When you see a phrase like “Moose vs. Hovercraft,” you think it’s probably about some ironic iPhone game you can back on Kickstarter. (That, or a SyFy movie, in which case it would be Giant Moose vs. Megahovercraft.) But today the phrase pops up in relation to a case the Supreme Court has agreed to take up. Bonus: For the second time.
An Alaska hunter who wants to use his hovercraft to hunt moose persuaded the Supreme Court to take up his case Monday for the second time.
After its last hearing on John Sturgeon’s case, the Supreme Court found that the Ninth Circuit failed to recognize the unique conditions of Alaska that usually make the state the exception, not the rule, when it comes to Nation Park Service regulations.
On remand from the Supreme Court, however, the Ninth Circuit again ruled against Sturgeon, finding that the U.S. government had authority to regulate Sturgeon’s use of a hovercraft on the federally protected Nation River.
Sturgeon’s latest petition for certiorari, which he filed this past January,
Asks whether the Alaska National Interest Lands Conservation Act prohibits the National Park Service from exercising regulatory control over state, tribal or private land that overlaps with the National Park System in Alaska.
The Supreme Court decision for the first round of Sturgeon vs. Frost can be found here. An excerpt:
In 2007, John Sturgeon was piloting his hovercraft over a stretch of the Nation River that flows through the Yukon-Charley Rivers National Preserve, a conservation system unit in Alaska that is managed by the National Park Service. Alaska law permits the use of hovercraft. National Park Service regulations do not. See 36 CFR §2.17(e). Park Service rangers approached Sturgeon, informing him that hovercraft were prohibited within the preserve under Park Service regulations. Sturgeon protested that Park Service regulations did not apply because the river was owned by the State of Alaska. The rangers ordered Sturgeon to re move his hovercraft from the preserve, and he complied. Sturgeon later filed suit against the Park Service in the United States District Court for the District of Alaska, seeking declaratory and injunctive relief permitting him to operate his hovercraft within the boundaries of the Yukon-Charley. Alaska intervened in support of Sturgeon.

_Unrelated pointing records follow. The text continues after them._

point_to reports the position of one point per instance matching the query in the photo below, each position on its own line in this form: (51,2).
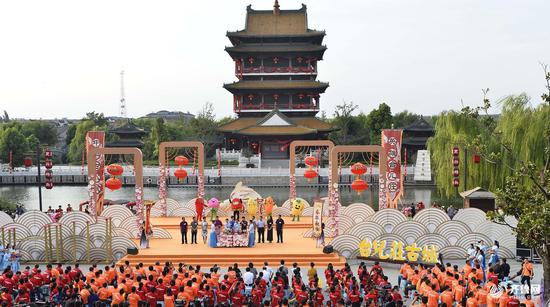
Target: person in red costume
(199,207)
(237,207)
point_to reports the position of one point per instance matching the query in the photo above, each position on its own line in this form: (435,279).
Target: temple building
(277,95)
(127,135)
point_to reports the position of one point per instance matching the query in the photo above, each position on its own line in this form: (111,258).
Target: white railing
(212,171)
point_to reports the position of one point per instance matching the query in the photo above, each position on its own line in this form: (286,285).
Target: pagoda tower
(277,95)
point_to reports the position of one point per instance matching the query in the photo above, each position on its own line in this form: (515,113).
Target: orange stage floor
(295,248)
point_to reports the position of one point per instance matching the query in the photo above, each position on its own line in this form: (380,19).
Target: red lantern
(180,173)
(359,168)
(115,169)
(181,160)
(455,172)
(311,161)
(113,184)
(310,174)
(456,151)
(456,182)
(359,185)
(456,162)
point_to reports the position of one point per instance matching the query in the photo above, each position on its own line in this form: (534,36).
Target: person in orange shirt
(133,298)
(481,295)
(447,296)
(168,298)
(433,297)
(527,273)
(528,302)
(104,294)
(117,298)
(467,268)
(459,291)
(85,294)
(471,301)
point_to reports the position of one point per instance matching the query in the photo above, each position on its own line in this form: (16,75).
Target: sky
(62,58)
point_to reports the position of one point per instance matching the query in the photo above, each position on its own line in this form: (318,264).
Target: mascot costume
(237,207)
(252,207)
(214,205)
(297,209)
(269,205)
(199,207)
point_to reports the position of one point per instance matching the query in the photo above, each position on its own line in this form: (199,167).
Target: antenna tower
(122,99)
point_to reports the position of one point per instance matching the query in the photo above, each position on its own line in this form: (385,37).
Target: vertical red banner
(96,139)
(391,142)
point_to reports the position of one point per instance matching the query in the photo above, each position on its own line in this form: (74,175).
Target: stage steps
(320,260)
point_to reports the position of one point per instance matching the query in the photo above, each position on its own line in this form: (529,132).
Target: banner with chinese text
(96,139)
(391,142)
(397,251)
(317,218)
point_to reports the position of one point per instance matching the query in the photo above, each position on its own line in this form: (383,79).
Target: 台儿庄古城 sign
(398,251)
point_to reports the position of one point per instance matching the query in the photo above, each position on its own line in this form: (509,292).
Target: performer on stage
(237,207)
(214,236)
(251,234)
(261,229)
(270,229)
(183,230)
(143,241)
(199,207)
(204,229)
(279,227)
(214,205)
(269,205)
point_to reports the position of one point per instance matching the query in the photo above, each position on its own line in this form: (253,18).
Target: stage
(295,248)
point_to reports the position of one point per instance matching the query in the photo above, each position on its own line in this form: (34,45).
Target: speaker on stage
(328,249)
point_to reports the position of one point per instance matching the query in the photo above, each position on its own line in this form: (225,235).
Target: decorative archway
(292,162)
(95,183)
(163,193)
(334,195)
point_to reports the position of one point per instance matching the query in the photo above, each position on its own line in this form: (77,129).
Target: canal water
(74,195)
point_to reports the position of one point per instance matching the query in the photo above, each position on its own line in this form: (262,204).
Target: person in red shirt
(151,298)
(237,298)
(222,295)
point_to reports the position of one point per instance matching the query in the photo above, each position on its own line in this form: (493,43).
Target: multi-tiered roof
(276,59)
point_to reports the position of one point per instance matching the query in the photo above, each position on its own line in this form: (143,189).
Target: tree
(343,121)
(77,145)
(518,145)
(404,119)
(45,132)
(377,120)
(12,140)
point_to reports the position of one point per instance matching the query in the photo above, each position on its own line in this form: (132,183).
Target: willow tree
(516,161)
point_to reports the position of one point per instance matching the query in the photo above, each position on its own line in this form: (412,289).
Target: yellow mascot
(297,209)
(251,207)
(269,204)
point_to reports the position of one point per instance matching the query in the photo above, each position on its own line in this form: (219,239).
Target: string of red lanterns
(359,185)
(114,183)
(310,173)
(181,161)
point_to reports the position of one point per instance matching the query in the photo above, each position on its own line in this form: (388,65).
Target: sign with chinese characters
(398,251)
(317,218)
(96,139)
(391,141)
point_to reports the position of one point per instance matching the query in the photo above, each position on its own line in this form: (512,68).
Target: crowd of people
(260,228)
(171,285)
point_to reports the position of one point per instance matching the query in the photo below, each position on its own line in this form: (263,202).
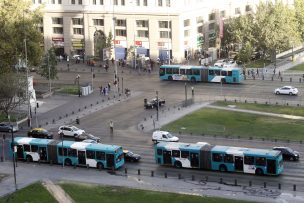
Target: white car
(69,130)
(163,136)
(286,90)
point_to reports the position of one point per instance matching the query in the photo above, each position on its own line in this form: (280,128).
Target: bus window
(211,72)
(228,158)
(260,161)
(100,155)
(90,154)
(217,157)
(161,71)
(175,153)
(189,72)
(196,72)
(175,71)
(26,148)
(184,154)
(159,152)
(34,148)
(249,160)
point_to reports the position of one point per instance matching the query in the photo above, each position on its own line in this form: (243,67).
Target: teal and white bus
(201,74)
(219,158)
(69,152)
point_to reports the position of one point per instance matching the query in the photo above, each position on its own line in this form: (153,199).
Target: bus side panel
(52,152)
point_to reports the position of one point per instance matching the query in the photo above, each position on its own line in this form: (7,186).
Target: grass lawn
(220,122)
(93,193)
(289,110)
(258,63)
(69,90)
(299,67)
(34,193)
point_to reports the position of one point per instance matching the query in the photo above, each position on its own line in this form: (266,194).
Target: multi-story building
(155,27)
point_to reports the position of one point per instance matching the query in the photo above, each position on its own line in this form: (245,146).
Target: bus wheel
(259,172)
(29,158)
(67,162)
(99,166)
(178,164)
(223,168)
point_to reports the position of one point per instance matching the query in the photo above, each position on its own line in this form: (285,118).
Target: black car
(153,103)
(6,127)
(288,154)
(86,136)
(130,156)
(40,133)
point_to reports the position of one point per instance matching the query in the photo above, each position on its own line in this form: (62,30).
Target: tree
(48,68)
(19,22)
(12,88)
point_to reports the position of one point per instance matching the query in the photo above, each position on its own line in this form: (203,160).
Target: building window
(120,32)
(187,23)
(58,21)
(142,23)
(58,30)
(78,31)
(98,22)
(212,16)
(237,11)
(168,3)
(160,2)
(164,24)
(143,33)
(77,21)
(120,22)
(164,34)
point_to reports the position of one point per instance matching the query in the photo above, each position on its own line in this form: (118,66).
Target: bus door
(194,160)
(239,163)
(42,153)
(110,160)
(81,158)
(271,166)
(204,75)
(167,157)
(20,153)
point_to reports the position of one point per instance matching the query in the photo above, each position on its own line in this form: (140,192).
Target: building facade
(155,27)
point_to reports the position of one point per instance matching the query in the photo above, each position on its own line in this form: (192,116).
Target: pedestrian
(111,124)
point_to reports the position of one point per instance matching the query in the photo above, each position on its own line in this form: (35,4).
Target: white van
(165,136)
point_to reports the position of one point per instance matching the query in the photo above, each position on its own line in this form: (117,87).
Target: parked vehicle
(69,130)
(130,156)
(286,90)
(40,133)
(153,103)
(158,136)
(86,136)
(7,127)
(288,153)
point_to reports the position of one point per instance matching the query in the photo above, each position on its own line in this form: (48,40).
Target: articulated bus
(69,152)
(201,74)
(219,158)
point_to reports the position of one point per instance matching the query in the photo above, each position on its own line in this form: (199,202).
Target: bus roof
(29,140)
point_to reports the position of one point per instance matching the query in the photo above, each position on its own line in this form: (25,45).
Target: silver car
(286,90)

The Supremes remanded the case back to the Ninth Circuit saying they had misinterpreted the regulation in question:
Looking at ANILCA both as a whole and with respect to Section 103(c), the Act contemplates the possibility that all the land within the boundaries of conservation system units in Alaska may be treated differently from federally managed preservation areas across the country, and that “non-public” lands within the boundaries of those units may be treated differently from “public” lands within the unit. Under the Ninth Circuit’s reading of Section 103(c), however, the former is not an option, and the latter would require contorted and counterintuitive measures.
The Ninth basically responded as they are usually wont to do. “Nah-uh, you’re not the boss of me! I do what I want! Screw you, moose-hunting hovercraft guy!” (I might be paraphrasing just a tad here.)
Having been ignored the first time, expect the Supreme Court to strike down upon the ninth with great vengeance and furious anger issue a more strongly-worded decision. The only question is whether it will be a narrowly-based textual decision, or a broader decision about federal regulation of state and private lands.